As do many other fellow Europeans here in the UK: 40 percent of EU-nationals working in the UK say the referendum has negatively affected the opinion of the country, a recent study by Totaljobs has found. 87 percent of Europeans living in the UK are worried about the potential impact of Brexit. Still, 76 percent hope to stay even if Brexit becomes a reality. “Maybe even the Brits will leave”, Hinrikus joked when I spoke to him on Tuesday, “who wants to work in a UK that suffers a huge economic crisis?”

The anti-immigration attitude here in the UK strikes me as odd, given that the UK prides itself on having had one of the biggest empires in the world, with citizens in the remotest places on earth. Many of those people came to live in the UK after the liberalisation of the colonies, a welcome stream of immigration. Since 1991, EU migrants have accounted for just over a quarter of total net migration into the UK and thus, for only a small portion of the growth in the UK population, the Migration Observatory has found.
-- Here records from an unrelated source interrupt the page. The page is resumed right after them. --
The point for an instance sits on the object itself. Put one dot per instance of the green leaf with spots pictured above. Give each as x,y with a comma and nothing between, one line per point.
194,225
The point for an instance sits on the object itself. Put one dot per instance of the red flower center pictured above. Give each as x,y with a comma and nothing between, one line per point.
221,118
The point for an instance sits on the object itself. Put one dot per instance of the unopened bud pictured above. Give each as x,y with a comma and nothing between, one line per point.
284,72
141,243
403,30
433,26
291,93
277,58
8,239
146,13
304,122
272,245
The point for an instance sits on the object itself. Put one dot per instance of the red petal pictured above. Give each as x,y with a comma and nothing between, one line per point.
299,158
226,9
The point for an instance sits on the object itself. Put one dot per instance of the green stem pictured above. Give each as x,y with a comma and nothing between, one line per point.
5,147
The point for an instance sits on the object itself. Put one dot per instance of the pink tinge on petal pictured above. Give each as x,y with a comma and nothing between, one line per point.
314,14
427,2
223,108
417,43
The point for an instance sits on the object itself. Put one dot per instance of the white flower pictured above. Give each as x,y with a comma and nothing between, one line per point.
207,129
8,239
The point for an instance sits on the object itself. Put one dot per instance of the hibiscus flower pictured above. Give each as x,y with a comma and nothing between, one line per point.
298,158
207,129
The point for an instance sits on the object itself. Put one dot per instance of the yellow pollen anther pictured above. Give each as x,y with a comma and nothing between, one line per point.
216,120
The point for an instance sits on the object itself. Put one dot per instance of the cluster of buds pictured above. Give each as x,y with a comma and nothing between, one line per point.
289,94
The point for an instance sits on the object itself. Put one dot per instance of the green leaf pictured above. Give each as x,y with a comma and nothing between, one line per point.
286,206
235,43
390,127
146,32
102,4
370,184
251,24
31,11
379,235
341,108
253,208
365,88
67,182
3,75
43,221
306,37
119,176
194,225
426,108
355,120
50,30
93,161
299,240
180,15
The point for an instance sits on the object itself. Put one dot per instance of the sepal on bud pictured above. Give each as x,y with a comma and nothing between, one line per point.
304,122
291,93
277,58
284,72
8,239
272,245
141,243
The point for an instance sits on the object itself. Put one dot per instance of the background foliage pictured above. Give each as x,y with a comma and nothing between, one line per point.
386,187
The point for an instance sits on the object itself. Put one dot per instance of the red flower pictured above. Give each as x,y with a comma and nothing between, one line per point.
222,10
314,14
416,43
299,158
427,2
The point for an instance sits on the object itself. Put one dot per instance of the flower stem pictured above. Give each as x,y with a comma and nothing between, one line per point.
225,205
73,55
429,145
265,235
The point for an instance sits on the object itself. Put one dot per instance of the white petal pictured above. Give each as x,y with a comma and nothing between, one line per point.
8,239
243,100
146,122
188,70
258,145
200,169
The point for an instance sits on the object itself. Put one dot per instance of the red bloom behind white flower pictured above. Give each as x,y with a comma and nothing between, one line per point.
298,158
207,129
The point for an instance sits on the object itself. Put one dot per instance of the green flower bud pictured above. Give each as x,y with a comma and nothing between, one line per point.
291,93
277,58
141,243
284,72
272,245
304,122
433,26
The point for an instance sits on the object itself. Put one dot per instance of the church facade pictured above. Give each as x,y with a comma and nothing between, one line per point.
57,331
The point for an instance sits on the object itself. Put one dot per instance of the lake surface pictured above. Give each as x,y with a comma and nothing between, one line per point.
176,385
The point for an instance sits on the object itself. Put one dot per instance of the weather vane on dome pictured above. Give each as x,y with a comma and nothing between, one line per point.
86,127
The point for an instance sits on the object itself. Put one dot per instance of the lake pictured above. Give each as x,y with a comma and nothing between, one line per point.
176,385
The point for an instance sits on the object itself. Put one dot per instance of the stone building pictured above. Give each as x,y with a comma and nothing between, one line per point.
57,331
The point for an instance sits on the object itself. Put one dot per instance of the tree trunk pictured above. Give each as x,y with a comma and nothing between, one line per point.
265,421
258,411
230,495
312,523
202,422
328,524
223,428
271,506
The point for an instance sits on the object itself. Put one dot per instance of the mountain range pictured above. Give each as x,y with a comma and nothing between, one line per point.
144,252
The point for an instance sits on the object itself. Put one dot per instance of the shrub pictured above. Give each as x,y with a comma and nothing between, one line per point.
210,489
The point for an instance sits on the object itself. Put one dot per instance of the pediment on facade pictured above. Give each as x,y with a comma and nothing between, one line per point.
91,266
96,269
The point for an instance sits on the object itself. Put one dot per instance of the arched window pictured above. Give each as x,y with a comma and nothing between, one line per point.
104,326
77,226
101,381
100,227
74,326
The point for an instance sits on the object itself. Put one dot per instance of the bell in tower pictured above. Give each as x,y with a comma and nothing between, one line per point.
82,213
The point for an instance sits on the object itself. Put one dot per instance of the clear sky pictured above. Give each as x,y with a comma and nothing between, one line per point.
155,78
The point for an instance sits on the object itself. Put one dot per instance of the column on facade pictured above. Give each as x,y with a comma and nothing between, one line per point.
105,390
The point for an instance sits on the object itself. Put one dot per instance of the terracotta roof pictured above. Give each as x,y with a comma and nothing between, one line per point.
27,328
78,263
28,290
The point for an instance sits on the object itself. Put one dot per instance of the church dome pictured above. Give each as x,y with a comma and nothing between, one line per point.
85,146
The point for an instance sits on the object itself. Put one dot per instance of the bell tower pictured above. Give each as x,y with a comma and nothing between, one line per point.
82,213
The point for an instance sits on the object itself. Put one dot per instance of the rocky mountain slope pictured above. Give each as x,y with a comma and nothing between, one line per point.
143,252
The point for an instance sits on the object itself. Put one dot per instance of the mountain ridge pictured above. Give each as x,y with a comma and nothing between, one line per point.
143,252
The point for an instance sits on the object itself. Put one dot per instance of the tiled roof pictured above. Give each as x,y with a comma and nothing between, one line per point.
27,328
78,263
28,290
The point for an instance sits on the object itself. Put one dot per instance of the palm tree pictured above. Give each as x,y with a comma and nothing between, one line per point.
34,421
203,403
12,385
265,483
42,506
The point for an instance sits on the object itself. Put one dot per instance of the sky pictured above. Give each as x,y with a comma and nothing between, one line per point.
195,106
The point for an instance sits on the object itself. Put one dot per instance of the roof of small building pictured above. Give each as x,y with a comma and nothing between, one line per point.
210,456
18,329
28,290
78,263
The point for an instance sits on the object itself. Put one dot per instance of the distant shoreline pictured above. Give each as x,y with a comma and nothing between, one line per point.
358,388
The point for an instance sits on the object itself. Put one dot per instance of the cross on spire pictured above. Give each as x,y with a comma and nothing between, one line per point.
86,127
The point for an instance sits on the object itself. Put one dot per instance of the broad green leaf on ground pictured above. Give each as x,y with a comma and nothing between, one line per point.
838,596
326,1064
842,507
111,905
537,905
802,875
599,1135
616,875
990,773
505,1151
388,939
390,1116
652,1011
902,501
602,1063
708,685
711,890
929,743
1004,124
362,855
Of course, Vote Leave-campaigners still have one argument in reserve. Because of European immigration into the UK, public services and housing have come under severe strain, they claim. Both for schools as for flats, the economists at Berenberg flatly reject this argument. EU migrants make a net-contribution to the UK budget, the study finds, thus enabling more, not less funding for public services.

The same goes for the housing market: “The UK housing market suffers mainly from a lack of supply than excess demand”, they conclude, “less than 10 percent of Britain is urbanised, it does not lack space.” Comparing the country to Germany where you have thousands of little towns dotted around the countryside instead of one big centre like London, I definitely agree. “Better land and planning laws to make the supply side of the market more responsibe to changing demand conditions are badly needed”, the report reads.

So let’s see what June 23rd brings. I hope I won’t have to apply for a visa any time soon.